Hessian Diagonal Module#
The Hessian Diagonal module provides functions to compute the diagonal elements of the Hessian matrix.
Hessian Diagonal#
- torch_secorder.core.hessian_diagonal.hessian_diagonal(func: Callable[[], Tensor], params: List[Tensor], v: List[Tensor] | None = None, create_graph: bool = False, strict: bool = False) List[Tensor][source]#
Compute the diagonal elements of the Hessian matrix.
This function computes the diagonal elements of the Hessian matrix by using double backward for each parameter element.
- Parameters:
func – A callable that returns a scalar tensor (the loss).
params – List of parameters with respect to which the Hessian is computed.

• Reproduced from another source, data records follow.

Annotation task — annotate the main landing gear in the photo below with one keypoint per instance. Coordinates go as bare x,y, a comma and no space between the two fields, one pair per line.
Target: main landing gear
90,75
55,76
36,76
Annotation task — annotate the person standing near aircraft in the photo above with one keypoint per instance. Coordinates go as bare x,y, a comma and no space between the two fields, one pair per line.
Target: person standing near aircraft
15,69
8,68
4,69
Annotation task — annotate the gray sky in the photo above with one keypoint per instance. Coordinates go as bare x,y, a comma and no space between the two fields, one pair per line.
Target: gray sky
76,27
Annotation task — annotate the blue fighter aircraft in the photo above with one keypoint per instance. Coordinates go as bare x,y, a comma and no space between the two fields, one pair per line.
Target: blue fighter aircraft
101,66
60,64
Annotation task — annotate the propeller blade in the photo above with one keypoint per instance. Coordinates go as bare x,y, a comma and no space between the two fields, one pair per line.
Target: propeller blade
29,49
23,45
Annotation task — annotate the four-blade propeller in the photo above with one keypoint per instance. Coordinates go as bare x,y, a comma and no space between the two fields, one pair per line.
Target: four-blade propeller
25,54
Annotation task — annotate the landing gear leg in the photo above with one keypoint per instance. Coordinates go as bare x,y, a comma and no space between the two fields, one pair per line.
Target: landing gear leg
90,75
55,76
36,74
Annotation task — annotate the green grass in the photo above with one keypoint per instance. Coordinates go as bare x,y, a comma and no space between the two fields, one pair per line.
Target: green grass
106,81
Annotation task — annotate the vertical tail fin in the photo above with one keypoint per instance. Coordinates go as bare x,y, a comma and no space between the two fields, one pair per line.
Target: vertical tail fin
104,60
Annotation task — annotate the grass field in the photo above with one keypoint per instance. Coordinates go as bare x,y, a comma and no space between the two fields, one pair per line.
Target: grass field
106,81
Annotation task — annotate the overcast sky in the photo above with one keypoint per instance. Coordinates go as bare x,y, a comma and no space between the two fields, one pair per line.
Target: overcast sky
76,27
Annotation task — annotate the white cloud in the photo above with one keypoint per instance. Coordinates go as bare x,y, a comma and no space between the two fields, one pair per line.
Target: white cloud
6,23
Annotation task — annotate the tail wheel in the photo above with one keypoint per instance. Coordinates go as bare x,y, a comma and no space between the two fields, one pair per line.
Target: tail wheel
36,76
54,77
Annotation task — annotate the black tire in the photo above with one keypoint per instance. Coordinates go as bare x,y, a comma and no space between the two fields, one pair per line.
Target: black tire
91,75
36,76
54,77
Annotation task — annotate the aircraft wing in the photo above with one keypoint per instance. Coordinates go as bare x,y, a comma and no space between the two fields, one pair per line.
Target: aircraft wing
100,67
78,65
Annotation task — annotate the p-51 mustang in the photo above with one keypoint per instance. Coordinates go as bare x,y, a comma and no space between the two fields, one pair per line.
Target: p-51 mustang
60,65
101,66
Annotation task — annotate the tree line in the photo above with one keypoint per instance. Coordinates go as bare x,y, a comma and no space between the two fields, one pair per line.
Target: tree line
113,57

v – Optional list of vectors to use for computing the diagonal. If None, computes the true diagonal. If provided, computes v_i * H_ii for each i.

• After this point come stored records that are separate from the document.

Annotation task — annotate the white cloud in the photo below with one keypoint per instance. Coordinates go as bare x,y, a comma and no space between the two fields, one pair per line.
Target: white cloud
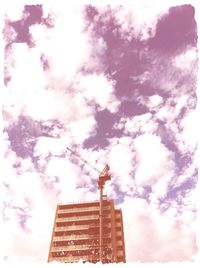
157,237
98,88
144,123
154,163
187,60
120,159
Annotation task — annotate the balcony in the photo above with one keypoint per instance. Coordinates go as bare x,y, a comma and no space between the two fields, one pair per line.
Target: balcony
78,237
68,219
77,209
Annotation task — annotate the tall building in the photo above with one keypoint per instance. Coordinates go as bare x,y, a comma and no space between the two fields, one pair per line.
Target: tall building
76,233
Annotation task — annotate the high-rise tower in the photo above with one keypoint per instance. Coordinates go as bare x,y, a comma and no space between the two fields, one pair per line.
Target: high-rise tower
76,233
88,231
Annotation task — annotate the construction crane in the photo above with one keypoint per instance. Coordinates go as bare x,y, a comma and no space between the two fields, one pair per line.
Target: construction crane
103,177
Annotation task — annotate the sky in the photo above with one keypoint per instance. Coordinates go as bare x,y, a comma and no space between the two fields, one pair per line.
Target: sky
117,83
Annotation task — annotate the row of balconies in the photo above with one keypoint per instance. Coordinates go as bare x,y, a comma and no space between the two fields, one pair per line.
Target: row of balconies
83,258
77,209
76,237
92,217
76,247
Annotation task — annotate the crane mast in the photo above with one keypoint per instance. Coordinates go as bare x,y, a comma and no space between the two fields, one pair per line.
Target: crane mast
103,177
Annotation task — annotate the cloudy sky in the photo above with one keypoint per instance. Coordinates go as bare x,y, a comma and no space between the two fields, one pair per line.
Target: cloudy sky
117,84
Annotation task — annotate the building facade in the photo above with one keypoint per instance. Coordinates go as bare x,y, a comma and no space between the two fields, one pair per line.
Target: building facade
75,235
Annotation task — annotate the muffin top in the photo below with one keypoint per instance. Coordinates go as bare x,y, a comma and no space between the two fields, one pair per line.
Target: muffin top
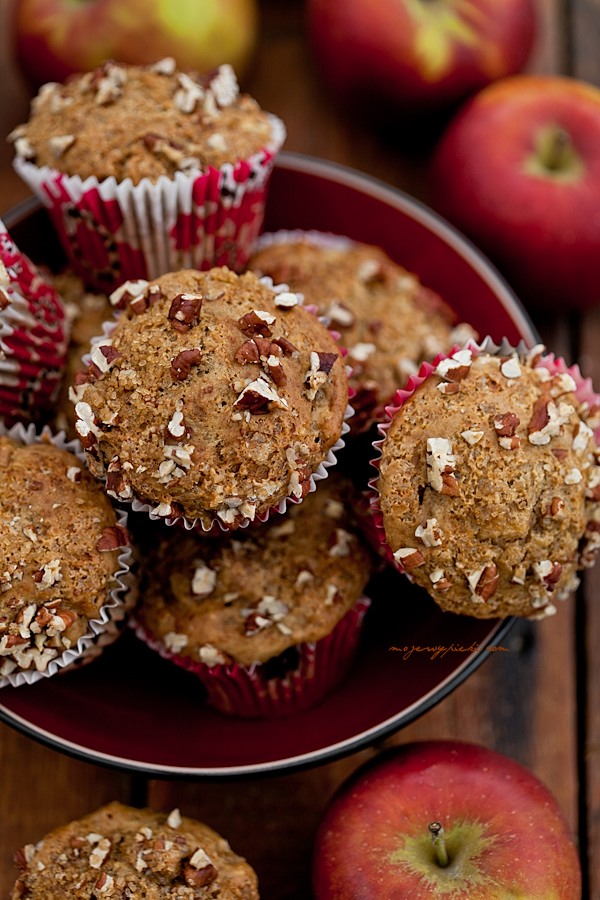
141,122
489,485
119,851
86,312
388,321
247,599
59,541
215,397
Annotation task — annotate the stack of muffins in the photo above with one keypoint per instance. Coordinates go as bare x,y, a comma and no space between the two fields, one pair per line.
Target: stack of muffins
213,381
211,384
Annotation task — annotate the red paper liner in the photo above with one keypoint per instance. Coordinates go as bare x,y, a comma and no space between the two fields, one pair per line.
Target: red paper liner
245,690
372,523
33,338
108,625
117,231
164,512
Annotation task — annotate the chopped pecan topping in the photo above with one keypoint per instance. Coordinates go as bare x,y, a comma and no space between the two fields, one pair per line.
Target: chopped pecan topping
506,424
259,396
455,367
484,582
112,538
128,291
409,557
440,466
184,312
195,877
181,365
548,572
257,322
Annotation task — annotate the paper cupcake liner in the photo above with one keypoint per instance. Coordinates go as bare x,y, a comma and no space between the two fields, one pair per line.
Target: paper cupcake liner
164,511
115,231
247,691
372,523
33,337
112,616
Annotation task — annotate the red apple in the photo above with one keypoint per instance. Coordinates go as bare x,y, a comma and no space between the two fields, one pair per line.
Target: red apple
54,38
502,833
518,171
419,54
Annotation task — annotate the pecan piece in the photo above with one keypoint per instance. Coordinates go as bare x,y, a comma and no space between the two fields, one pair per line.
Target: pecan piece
113,537
200,877
181,364
257,322
506,424
184,312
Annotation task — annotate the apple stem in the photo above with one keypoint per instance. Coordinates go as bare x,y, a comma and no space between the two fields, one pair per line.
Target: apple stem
557,150
439,843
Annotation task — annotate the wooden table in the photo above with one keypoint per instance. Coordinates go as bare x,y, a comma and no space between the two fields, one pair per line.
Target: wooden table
539,703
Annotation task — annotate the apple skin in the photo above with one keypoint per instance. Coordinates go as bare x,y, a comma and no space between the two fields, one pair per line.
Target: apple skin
490,178
387,805
54,38
419,55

create_graph – If True, the computational graph will be constructed, allowing for higher-order derivatives.
strict – If True, an error will be raised if any parameter requires grad but has no gradient.
- Returns:
List of tensors containing the diagonal elements of the Hessian for each parameter.
Computes the diagonal elements of the Hessian matrix of a scalar output with respect to inputs.
Example:#
import torch
from torch_secorder.core.hessian_diagonal import hessian_diagonal
# Create a simple quadratic function: f(x) = x^T A x
A = torch.tensor([[2.0, 1.0], [1.0, 3.0]])
x = torch.tensor([1.0, 2.0], requires_grad=True)
def quadratic():
return x @ A @ x
# Compute the diagonal of the Hessian
diag = hessian_diagonal(quadratic, [x])
print(diag[0]) # Should print tensor([4., 6.]) (diagonal of 2A)
Model Hessian Diagonal#
- torch_secorder.core.hessian_diagonal.model_hessian_diagonal(model: Module, loss_fn: Callable[[Tensor, Tensor], Tensor], inputs: Tensor, targets: Tensor, create_graph: bool = False, strict: bool = False) List[Tensor][source]#
A convenience function to compute the diagonal of the Hessian of a model’s loss with respect to its parameters.
Example:#
import torch
import torch.nn as nn
from torch_secorder.core.hessian_diagonal import model_hessian_diagonal
# Create a simple neural network
model = nn.Linear(10, 1)
x = torch.randn(5, 10)
y = torch.randn(5, 1)
# Compute the diagonal of the Hessian for the MSE loss
diag = model_hessian_diagonal(model, nn.functional.mse_loss, x, y)
# diag[0] contains the diagonal for the weight matrix
# diag[1] contains the diagonal for the bias vector
print(f"Weight diagonal shape: {diag[0].shape}")
print(f"Bias diagonal shape: {diag[1].shape}")
Notes#
The Hessian diagonal computation uses Hessian-vector products with unit vectors to compute the diagonal elements efficiently.
The create_graph parameter allows for computing higher-order derivatives if needed, but this increases memory usage.
The strict parameter controls whether an error should be raised if any parameter requires gradients but has none.